The warning sign is like the burning bush. I need to turn aside and see this strange sight. Then I look at the name of the church: St. Mary of the Cataract. Now that makes sense. She’s got to have cataracts to be blind to the casino, otherwise she might say something or do something about it, raise her voice against the gawdy greed, etc. Then I see poor Mary. Not only does she apparently have a problem with cataracts, she’s behind bars – while the casino guys run free. [I am not making any of this up]. And
right there on the sidewalk to the casino,there’s a box to give alms to the poor [easier than raising systemic questions about gambling]. And I’d like to think about all this but I am pressed for time, so I keep running toward the casino, enter it, and ask where I could change my Canadian money.
“Then you’re looking for redemption.” the woman says.
“Pardon?”
“You gotta go to redemption.”
“There’s redemption in this casino?”
“Uh-huh. Yesser. Just around the corner to your right.”
It was astonishing. At first blush a casino is not the kind of place you expect to find redemption – now I find out redemption is right around the corner. I went around the corner and walked, past all the zombie faces staring at their slot machines and looked and sure enough, there was the sign, right on the wall above a couple of cashier stalls: REDEMPTION. But there’s no light behind the redemption and there was no one in the stalls. Again my hopes were dashed. No redemption after all. But there were other cashiers not far away, and they kindly gave me some American money and I ran out, determined that I’d come back and take some pictures on my return.

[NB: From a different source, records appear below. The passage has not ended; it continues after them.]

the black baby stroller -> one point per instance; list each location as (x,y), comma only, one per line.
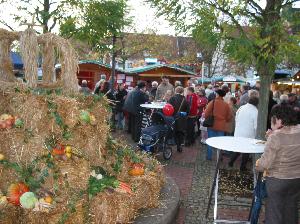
(156,137)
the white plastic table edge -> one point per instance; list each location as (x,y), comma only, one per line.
(217,179)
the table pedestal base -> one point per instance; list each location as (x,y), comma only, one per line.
(214,190)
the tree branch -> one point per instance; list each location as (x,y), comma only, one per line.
(5,24)
(231,16)
(289,3)
(255,16)
(53,25)
(255,6)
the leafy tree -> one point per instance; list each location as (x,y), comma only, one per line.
(100,21)
(46,13)
(251,33)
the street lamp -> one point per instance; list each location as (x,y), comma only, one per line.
(200,58)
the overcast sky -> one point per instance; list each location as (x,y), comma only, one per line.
(143,17)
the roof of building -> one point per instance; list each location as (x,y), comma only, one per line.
(156,66)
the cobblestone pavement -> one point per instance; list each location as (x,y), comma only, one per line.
(193,174)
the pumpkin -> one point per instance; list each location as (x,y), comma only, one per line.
(136,172)
(138,165)
(15,191)
(6,121)
(85,117)
(28,200)
(59,150)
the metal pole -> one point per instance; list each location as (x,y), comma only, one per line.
(202,72)
(113,67)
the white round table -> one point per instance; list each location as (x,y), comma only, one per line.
(231,144)
(153,105)
(236,144)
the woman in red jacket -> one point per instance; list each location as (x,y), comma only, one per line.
(201,102)
(192,100)
(222,115)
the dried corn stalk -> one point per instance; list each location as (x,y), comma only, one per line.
(68,60)
(29,52)
(6,67)
(48,62)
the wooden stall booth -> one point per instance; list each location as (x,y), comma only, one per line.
(152,73)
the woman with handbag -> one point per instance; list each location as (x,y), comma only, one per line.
(217,115)
(281,161)
(180,104)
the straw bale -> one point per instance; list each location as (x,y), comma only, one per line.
(29,52)
(5,34)
(24,144)
(111,208)
(48,62)
(6,67)
(10,214)
(147,190)
(68,60)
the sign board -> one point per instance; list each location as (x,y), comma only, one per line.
(121,76)
(229,79)
(129,78)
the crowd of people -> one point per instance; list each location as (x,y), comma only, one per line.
(235,114)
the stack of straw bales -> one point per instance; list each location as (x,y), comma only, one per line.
(23,145)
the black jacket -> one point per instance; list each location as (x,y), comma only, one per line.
(134,99)
(175,101)
(120,98)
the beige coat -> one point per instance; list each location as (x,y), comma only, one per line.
(281,158)
(162,89)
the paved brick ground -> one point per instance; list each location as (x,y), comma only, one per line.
(193,174)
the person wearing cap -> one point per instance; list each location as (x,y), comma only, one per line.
(294,103)
(180,104)
(84,88)
(99,83)
(246,125)
(208,90)
(177,83)
(202,102)
(163,87)
(222,116)
(190,83)
(132,104)
(213,95)
(192,100)
(153,90)
(244,97)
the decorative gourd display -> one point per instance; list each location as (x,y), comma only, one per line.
(15,191)
(6,121)
(28,200)
(137,169)
(59,150)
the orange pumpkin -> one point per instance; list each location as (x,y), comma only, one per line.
(138,165)
(15,191)
(136,172)
(59,150)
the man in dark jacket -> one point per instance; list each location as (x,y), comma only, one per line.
(132,104)
(212,95)
(180,104)
(244,97)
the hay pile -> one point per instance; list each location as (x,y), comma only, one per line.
(57,117)
(67,58)
(29,52)
(6,67)
(30,45)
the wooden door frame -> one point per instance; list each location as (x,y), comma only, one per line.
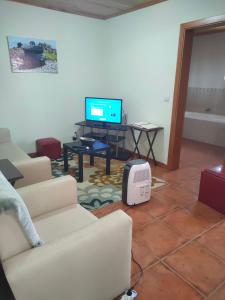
(181,83)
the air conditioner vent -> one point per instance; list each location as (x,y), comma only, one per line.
(141,176)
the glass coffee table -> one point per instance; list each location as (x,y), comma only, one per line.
(98,149)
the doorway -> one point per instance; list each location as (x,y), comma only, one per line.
(187,31)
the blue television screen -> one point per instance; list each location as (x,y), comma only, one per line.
(103,110)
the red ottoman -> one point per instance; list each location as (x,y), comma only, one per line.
(212,188)
(50,147)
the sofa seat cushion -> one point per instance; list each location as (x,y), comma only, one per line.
(12,152)
(58,224)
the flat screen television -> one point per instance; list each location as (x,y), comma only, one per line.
(105,110)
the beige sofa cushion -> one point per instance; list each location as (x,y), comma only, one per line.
(51,226)
(60,223)
(12,152)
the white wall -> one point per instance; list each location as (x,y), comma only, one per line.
(208,61)
(35,105)
(131,56)
(143,52)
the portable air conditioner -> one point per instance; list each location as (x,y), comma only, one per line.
(137,181)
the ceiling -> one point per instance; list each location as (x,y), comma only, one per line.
(100,9)
(210,29)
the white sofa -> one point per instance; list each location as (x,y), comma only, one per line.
(33,169)
(83,258)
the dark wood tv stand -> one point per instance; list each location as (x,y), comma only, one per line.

Which I did. I bought a little disposable camera and took some wonderful shots of motel signs and other interesting things in Rochester, and I scurried off to take some pix of the caution sign, cataract Mary and above all the REDEMPTION sign. I kinda missed the other signs, however, the ones that said no cameras allowed. I snapped a picture of the redemption sign and the empty redemption booths and then turned to snap a picture of the slot machines right across from redemption when suddenly I felt a strong arm grab the camera from my hand and I was apprehended by the strong arm of a worthy Seneca Niagara Security Force official. He asked me what I was doing. “Photographing redemption.” I answered, “I found redemption in the casino and I wanted to take a picture of it.” Then I remembered that irony is a form of humour more popular in Canada than in the US, Alanis Morissette notwithstanding. He didn’t get the joke.
He said, ‘No you weren’t, I have official word that you were photographing the Wheel of Fortune slot machine.”
“You don’t understand I said, I am a Canadian pastor, the slot machine was just for contrast - it was opposite redemption. I just want to snap a picture of redemption go back to Canada.”
He was not to be moved however. “You can’t take pictures of that,” he told me. I should have known. Pictures mean you control something, capture something. You can't control redemption.
So I had to go buy another camera. Tempting as it was to try to get one more picture of redemption and run back out of the casino I figured it wasn’t worth getting arrested in the Seneca Niagara casino, and end up with a criminal record in the USA and get back on that list at the border again. Sometimes redemption slips through your fingers. Sometimes people grab it right out of your hands. This was one of those times.
But I found the Rainbow Bridge with no problem and the guy at Canadian customs didn’t even ask to see my ID. I must look tame now.